You probably shouldn't care
There are many myths about relational databases' performance. As in other areas, it pays to be scientific in this regard.
Optimizing for performance is probably a waste of time unless you have clear proof that it is needed.
Most SQL dialects allow you to generate quickly large amounts of test data; they usually provide functions which can be used to create
SELECT queries which return an arbitrary number of rows without an underlying table. Then additional columns can be added to this query with hardcoded (or even dynamic) values, then the results of the
SELECT can be
INSERTed into a table.
This is often very efficient, so even generating millions of rows is relatively quick.
So in most situations it's pretty reasonable to experiment to get an idea of how a given approach will behave.
Even if you find out that the simplest solution does not perform well, once you have your test database, it is also easy to try out adding indexes, etc. and verify if the required performance is achievable.

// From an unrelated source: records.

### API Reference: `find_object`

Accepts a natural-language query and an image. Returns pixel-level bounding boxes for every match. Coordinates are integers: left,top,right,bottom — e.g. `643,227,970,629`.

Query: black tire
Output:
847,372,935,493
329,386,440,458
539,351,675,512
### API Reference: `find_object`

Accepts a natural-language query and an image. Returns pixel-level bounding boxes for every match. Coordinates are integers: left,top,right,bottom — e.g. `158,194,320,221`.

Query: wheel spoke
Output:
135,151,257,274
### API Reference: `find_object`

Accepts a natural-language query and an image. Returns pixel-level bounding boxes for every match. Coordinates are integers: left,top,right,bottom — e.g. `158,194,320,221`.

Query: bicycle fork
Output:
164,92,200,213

In some other cases, it is often a good idea to estimate roughly the size of your database or specific tables. You can usually give an average byte size per row and multiply it by the expected number of rows.

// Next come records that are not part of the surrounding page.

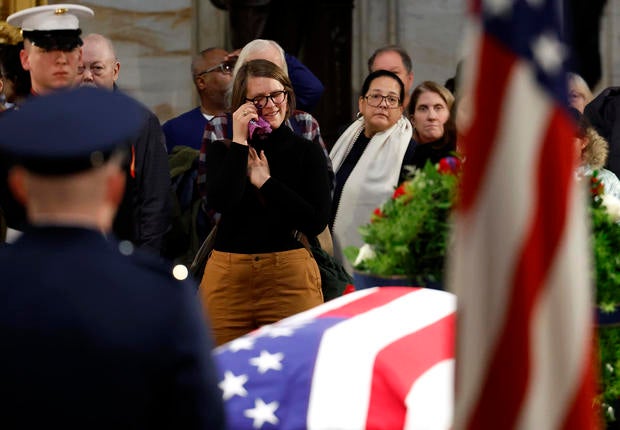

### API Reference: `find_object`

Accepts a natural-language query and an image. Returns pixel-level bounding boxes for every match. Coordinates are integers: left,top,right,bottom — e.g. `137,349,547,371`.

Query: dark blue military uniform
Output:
0,88,225,430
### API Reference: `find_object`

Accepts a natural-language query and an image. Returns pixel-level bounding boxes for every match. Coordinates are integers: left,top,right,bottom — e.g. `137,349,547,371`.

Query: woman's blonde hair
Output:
577,115,609,169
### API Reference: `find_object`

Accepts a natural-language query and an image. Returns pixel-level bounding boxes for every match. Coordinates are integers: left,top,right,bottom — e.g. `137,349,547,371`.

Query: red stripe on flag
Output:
318,287,422,318
366,313,456,429
469,108,575,428
459,35,516,211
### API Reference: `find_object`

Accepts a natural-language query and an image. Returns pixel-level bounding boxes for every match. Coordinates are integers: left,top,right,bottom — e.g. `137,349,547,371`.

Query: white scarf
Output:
329,116,413,273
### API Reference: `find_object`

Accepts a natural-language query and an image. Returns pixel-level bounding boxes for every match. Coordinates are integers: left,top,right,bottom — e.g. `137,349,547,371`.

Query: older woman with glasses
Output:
200,60,330,345
409,81,456,169
330,70,413,272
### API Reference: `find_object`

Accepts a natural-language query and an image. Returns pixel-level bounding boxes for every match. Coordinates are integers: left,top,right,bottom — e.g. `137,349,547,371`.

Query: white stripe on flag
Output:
404,359,454,430
448,63,551,426
307,289,456,430
519,177,593,430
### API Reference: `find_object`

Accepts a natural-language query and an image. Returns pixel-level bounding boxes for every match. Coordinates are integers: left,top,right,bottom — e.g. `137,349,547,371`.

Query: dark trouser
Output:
199,248,323,345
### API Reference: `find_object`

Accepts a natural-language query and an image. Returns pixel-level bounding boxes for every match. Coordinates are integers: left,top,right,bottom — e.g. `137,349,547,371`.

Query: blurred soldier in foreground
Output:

Comparing this number to the amount of memory you expect the database server will have is interesting metric. If the data to manage is roughly smaller than the available memory, you can expect that your biggest problems will be caused by requiring an excessive number of queries for business operations. Accessing/modifying information that fits in RAM tends to be cached and unless you have very hard speed requirements for operations, you will probably have decent performance.

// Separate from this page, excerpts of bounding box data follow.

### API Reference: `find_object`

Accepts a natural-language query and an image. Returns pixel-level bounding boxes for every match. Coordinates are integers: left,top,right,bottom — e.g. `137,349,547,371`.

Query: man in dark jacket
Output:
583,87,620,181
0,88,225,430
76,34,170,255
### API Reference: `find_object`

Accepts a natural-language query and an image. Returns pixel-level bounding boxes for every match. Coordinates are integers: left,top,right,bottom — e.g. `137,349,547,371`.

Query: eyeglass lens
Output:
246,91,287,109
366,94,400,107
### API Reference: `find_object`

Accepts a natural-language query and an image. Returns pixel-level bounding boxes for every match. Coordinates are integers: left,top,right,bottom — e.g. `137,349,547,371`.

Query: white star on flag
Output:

Relational databases also make it relatively easy to implement performance improvements without much cost even when your system is live, unless you have very hard downtime requirements.
However, it is always a good measure to have up to date information on the performance of your database so you can detect worrysome performance trends and attack them as soon as possible, as addressing performance problems tends to require operations whose cost increases with the amount of impacted data.
Vertical scaling is another good option which is applicable in many cases. You can probably start off with a smaller database server than what is available. This will help you save costs at the beginning, when you probably have less data to deal with. Data growth often is correlated to business growth, so buying a bigger server later on might be easier to do. In any case, it pays to perform some back of the envelope estimates early in the project to have a good idea of whether vertical scaling makes sense in your situation.
(Also note that while big database servers traditionally can be very expensive- or at least expensive enough not to be able to use one in planning stages, many cloud providers allow you to allocate a server for short periods of time, such as a couple of hours, paying proportionally to this; so you might pay less than a hundredth of the total monthly cost of a beefy server.